On May 31, 2012, David McCullough Jr. was “just a regular high school English teacher.” But by June of that year, he was regular no more. His email inbox was flooded with messages from around the world, television trucks appeared in his driveway, and Charlie Rose interviewed him for his CBS show.
On Tuesday of this week, while sitting on the porch of his Oak Bluffs home, Mr. McCullough reflected on the surprise turn of events that took place just over two years ago. “I’m well into middle age, and mild mannered, and heavily vanilla. It’s not the formula for renown.”
Yet people all over the world remain captivated by him, all because of a commencement speech he delivered two years ago at Wellesley High School. On June 1, 2012, he stood in front of the graduating class, a group of students he knew well and cared for deeply, and told them “you are not special.”

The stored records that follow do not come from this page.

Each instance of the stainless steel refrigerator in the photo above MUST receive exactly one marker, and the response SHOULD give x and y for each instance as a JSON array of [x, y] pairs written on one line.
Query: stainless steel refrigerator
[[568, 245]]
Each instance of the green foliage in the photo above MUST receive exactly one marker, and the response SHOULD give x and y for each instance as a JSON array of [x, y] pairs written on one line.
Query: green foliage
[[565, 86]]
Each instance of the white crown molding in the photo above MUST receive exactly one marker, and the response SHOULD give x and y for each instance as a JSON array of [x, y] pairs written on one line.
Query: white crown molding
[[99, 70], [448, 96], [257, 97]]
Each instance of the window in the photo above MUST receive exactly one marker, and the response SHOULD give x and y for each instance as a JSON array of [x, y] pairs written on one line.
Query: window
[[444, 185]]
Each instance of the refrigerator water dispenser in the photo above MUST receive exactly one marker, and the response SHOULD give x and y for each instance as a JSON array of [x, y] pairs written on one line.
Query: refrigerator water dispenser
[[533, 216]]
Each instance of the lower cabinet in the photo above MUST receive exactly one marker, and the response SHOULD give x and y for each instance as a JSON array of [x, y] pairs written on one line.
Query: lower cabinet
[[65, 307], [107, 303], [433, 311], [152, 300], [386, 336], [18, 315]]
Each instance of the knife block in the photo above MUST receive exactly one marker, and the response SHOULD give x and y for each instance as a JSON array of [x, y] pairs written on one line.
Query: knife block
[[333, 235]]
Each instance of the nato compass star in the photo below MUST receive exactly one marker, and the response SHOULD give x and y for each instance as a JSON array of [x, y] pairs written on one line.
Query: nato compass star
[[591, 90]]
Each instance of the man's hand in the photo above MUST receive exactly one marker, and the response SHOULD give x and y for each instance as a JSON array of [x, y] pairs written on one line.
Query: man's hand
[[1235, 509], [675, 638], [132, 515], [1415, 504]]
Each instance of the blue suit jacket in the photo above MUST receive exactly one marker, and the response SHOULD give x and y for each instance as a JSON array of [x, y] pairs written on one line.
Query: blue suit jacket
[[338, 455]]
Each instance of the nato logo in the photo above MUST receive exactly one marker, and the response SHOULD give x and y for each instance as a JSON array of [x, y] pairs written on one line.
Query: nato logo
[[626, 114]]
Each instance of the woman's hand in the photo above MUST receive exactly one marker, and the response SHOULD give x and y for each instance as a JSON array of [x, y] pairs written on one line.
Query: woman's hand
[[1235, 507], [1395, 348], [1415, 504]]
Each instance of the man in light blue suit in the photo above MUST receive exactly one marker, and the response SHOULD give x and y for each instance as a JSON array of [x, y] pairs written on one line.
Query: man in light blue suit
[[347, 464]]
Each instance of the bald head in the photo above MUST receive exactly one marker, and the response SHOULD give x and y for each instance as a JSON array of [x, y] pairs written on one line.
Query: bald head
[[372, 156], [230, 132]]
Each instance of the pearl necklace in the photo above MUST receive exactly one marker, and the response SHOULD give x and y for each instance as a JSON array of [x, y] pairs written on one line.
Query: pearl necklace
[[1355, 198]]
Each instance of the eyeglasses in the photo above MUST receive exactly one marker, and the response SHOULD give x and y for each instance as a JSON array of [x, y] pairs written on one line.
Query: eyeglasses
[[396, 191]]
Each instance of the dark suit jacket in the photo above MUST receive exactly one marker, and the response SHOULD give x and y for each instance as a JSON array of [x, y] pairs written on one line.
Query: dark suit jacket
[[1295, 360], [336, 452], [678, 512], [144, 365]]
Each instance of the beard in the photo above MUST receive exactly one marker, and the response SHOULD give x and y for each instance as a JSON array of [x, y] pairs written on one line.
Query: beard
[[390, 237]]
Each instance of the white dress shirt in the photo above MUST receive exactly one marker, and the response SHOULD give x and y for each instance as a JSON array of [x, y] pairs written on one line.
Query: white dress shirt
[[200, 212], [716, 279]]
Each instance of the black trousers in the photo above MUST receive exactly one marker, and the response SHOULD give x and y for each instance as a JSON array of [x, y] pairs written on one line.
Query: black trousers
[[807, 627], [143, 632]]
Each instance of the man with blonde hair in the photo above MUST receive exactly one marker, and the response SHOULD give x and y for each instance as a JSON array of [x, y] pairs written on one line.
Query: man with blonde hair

Taken out of context, the message sounds “hectoring and almost like heresy,” said Mr. McCullough. “But it was really just a playful teasing, beginning as a way of setting up the more important points that come at the end.”
Indeed, the meat of Mr. McCullough’s speech is encouraging and reflective. As both a veteran teacher and a parent of four, Mr. McCullough has a prime vantage point on today’s teenagers. On that June afternoon he thought he was sharing his words with just the Wellesley High community. But the speech was filmed by someone in the audience and shared on YouTube. It quickly went viral and has been watched by over two million people. Recently, Mr. McCullough elaborated on the speech in a book, published this April, entitled You Are Not Special, and Other Encouragements.
The book’s 10-page pitch was actually drafted while Mr. McCullough was on the Island two summers ago. The Island is his family’s summer escape, but his roots here lie much deeper. He is the son of historian David McCullough, and had been a year-round resident since early adolescence. His mother’s side of the family first came to the Island in the mid 1800s. On Tuesday evening, only hours after driving off the ferry, Mr. McCullough visited Bunch of Grapes for an author event.
The book, targeted for a teenage audience, and, in fact, dedicated to them, offers advice on how to live life for its simple joys, not for the shiny allure of trophies and medals, certificates and accolades.
Over the last decade or so, Mr. McCullough said he has noticed two major changes in the attitudes of his students. One is the eagerness to appear impressive, especially to college admissions officers. The other is the sense of narcissism promoted by the avalanche of new technology and social media.
“They’ve come to see admissions to one of these prestigious schools as a referendum not just on their quality as a student, but on their quality as a human being,” said Mr. McCullough. “And that, to those of us charged with their education, is kind of a concern.”
The purpose of studying, he said, should be learning about the world, not gaining material achievement, but it’s just not that way anymore. And with technology making kids long to constantly broadcast everyday experiences to their entire network of friends, the idea of prolonged concentration is almost laughable.
That’s a shame, Mr. McCullough said, because “anybody will assure you that significant work requires full investment and sustained dedication.”
But Mr. McCullough is not one to believe that kids are entirely responsible for this shift.
“Educated people are getting married later and they’re having fewer children, which means that they’re further along in their careers and they have more resources to expend on fewer children,” he said. “And so the stakes are higher for the parents on the success of those children, and kids feel that pressure.
“It’s more than just trying to keep up with the Joneses,” he added. “It’s let’s put the Joneses in the dust.”
Though changing this attitude is by no means a simple undertaking, he has faith that it is possible.
“Kids should embrace challenges, should dive into interests and not worry about how they’re going to look if things don’t go smoothly,” he said. “Play the game because you love to play the game . . . and good results will surely follow.”
And to parents?
“I think parents should take a step back and remind themselves that their children’s responsibilities are their children’s responsibilities. . . at some point the training wheels need to come off.”